Sections one through four above assume that the driver who you hit is insured. If the car was not insured, your automobile PIP and UIM coverage would step in to cover your damages, except for the property damages (i.e. your bike, accessories, etc.). In this case, you could make a claim with your homeowner's/renter's insurance, but such a claim may not be worthwhile to pursue because of the deductible and the impact on future premiums.
Bike v. Car (cyclist at fault):
If you cause the incident and damage the car or injure its occupants, your automobile policy will not cover such claims, but your homeowner's/renter's insurance may provide liability coverage. You will not be able to recover bodily injury damages such as those outlined in section 3 above, but because PIP is “no fault” coverage, your medical bills may still be covered by the driver’s PIP, your PIP and/or your health insurance. Likewise, your wage loss may be covered by either or both PIP policies. Your property damage may be covered by your homeowner's/renter's insurance, but as stated above, the claim may not be worthwhile because of the deductible and impact on future premiums.
What if you do not own a car or a home, or do not have health insurance or renter's insurance? If this is the case and someone who is not insured injures you, or you simply crash on your own, you could face a mountain of debt. While insurance companies in countries such as Canada and England have offered bike insurance to cyclists for some time now, there was no such coverage available in the United States until recently. A Texas-based company called Clipp, Inc. now offers basic bike insurance to cyclists, and sometime around March 1, 2010, Clipp will be extending its coverage to cyclists in Washington, Oregon, California, Virginia and Illinois.

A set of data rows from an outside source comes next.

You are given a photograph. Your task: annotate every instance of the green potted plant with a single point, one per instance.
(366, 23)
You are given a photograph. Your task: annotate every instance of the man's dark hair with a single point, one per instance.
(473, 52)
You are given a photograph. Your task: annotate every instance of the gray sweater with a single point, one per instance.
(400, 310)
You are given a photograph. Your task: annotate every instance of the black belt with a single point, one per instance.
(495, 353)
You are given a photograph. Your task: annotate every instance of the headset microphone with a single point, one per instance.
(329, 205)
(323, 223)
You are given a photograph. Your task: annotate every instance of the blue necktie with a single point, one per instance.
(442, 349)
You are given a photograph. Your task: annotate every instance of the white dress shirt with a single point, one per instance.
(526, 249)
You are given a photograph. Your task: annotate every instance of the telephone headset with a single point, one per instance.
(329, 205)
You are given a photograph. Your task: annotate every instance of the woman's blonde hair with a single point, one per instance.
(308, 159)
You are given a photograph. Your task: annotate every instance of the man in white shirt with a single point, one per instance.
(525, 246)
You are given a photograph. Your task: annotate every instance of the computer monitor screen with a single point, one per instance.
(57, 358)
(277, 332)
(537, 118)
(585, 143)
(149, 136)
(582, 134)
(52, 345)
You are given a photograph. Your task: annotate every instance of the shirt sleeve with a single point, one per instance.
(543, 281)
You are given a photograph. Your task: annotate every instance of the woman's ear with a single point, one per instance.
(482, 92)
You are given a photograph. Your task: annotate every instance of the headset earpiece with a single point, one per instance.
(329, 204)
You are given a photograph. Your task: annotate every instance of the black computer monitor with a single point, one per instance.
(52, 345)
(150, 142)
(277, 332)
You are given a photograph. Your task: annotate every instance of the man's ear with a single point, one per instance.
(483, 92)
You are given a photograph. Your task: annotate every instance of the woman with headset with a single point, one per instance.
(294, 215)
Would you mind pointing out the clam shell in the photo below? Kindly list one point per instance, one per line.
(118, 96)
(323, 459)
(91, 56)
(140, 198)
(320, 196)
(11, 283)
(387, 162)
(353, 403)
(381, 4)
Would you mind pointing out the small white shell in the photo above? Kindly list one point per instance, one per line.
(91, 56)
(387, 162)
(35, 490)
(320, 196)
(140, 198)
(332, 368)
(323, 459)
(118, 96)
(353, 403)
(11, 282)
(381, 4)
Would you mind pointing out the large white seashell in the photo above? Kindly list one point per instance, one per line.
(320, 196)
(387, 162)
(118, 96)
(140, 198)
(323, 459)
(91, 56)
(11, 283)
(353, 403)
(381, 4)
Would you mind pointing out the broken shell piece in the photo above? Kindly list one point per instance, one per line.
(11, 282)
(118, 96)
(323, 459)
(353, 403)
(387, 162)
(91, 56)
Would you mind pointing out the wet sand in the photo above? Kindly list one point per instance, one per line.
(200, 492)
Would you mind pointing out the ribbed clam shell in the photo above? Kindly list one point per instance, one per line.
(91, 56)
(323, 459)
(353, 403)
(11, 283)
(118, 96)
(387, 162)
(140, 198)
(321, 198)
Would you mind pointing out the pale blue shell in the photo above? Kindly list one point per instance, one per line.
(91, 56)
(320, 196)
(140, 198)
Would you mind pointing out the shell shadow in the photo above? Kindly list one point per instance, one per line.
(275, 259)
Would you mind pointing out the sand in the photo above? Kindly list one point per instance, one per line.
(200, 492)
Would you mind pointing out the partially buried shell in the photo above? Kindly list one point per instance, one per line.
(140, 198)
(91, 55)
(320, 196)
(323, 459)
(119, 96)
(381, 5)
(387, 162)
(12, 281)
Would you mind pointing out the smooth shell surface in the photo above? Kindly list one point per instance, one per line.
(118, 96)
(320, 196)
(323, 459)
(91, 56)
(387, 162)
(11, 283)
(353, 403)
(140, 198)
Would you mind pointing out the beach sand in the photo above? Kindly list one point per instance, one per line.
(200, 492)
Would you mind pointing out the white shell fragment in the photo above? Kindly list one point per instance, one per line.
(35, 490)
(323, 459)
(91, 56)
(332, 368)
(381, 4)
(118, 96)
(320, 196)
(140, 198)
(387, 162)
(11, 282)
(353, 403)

The basic plan will cost $99 per year and provides $1,000 in property damage, $1,000 medical and $25,000 accidental death and theft coverages. Clipp’s bike insurance will not provide any sort of liability coverage should the cyclist injure someone else. Nor will it provide UIM coverage for damages such as pain and suffering, disfigurement or loss of enjoyment of life should the cyclist be injured by someone who does not have adequate insurance. The property, medical and theft benefits are on a “per occurrence” basis, which means it’s possible to file multiple claims per year if the need arises. Property damage is subject to a $500 deductible and is for a predetermined amount, established upon purchasing the policy and by paying an additional $15 for every $1,000 increase in coverage. For example, if you wanted to insure your bike for $5,000, you would pay a premium of $159 ($99 for the first $1,000 plus $60 for an additional $4,000).
The medical benefit is an “excess” policy, meaning it will only pay out after your other health coverage, if any, is exhausted. Theft coverage is subject to a deductible, which is the greater of either $250 or ten percent of the bike’s value, up to a maximum of $500. Additional benefits include a mandatory annual three-hour safety-training seminar through the League of American Bicyclists.
While this new bike insurance does not provide all the coverages available through automobile, homeowner's/renter's and health insurance, it does provide some basic coverage for the cyclist who does not own a car, have medical insurance or own a home. For more information, go to their website.
Locating the right coverage to satisfy your cycling claim can be a complicated puzzle. While the above scenarios are typical, remember that each situation is different and outcomes depend on the facts of each individual case, the wording of the applicable insurance policy and the laws of specific jurisdictions. If you are involved in a bike vs. car incident, please consult with both your insurance agent and a competent cycling attorney.